Required to fill Schedule Foreign Assets
Applicability Of Schedule Foreign Assets: If an individual (not being a citizen of India) is in India for a business purpose, employment or student visa purposes and he acquires any asset during the previous year in which he was a non-resident, such asset shall not be required to be reported in Schedule FA – details of foreign assets and income if no income is derived from that asset during the current previous year.

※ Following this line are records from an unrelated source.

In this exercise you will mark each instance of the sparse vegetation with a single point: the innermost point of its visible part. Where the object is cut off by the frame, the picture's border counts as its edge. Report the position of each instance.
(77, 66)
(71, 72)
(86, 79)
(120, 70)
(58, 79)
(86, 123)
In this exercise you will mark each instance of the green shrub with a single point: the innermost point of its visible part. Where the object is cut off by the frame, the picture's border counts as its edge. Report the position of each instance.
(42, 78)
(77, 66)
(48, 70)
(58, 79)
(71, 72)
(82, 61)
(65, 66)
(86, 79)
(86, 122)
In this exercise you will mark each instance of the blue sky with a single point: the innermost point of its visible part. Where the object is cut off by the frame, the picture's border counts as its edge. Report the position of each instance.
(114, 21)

That means the requirement to fulfill schedule FA is only for Resident Indian who is having Income from any sources outside India, or signing authority in any account located outside India.
Report in Schedule ICDS?
Earlier there was two accounting standard for Income tax purpose:
- Method of Accounting
- Method of Valuation Of Stock
But from Current Assessment year 2017-18 Department introduced some new
Accounting standards and impact of these standards has to be disclosed by assessee while uploading return in schedule ICDS.

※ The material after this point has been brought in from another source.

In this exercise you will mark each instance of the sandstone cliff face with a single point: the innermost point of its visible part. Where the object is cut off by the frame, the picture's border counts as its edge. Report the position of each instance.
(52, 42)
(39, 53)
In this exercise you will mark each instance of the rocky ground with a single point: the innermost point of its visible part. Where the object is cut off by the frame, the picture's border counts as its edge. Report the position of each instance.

Effect of Income Computation Disclosure Standards on Profit (Reporting Under Schedule ICDS):
- Accounting Policies
- Valuation of Inventory
- Construction Contract
- Revenue Recognition
- Tangible Fixed Assets
- Change in Foreign Exchange Rates
- Government Grants
- Borrowing Cost
- Provisions, Contingent Liabilities and Contingent Assets
Penalty for belated ITR
As per the Finance Act 2017, taxpayers would need to pay a fee of Rs 5,000, if their tax return is filed after the due date (i.e., 31 July) and before 31 December of the subsequent FY. The fee payable would be Rs 10,000 if the tax return is filed after 31 December of the subsequent FY. The new ITRs have appropriate space to capture this information wherever applicable. Taxpayers should be mindful of this change, as till FY 2016-17, there was no fee payable for delay in filing of tax return till the end of the subsequent FY (i.e., 31 March). This would ensure that tax returns are filed in a timely manner and the Revenue Authorities have adequate time to process the same.
Person signing the tax return needs to declare in what capacity he is filing the tax return,
Verification in the new ITR forms have added a new line, where the person signing the tax return needs to declare in what capacity he is filing the tax return and that he is competent to prepare the return and verify it. This puts more onus on persons preparing and filing the tax return by ensuring that they confirm the information submitted through the tax return. The previous forms only asked taxpayers to verify that the information submitted through the tax return is correct.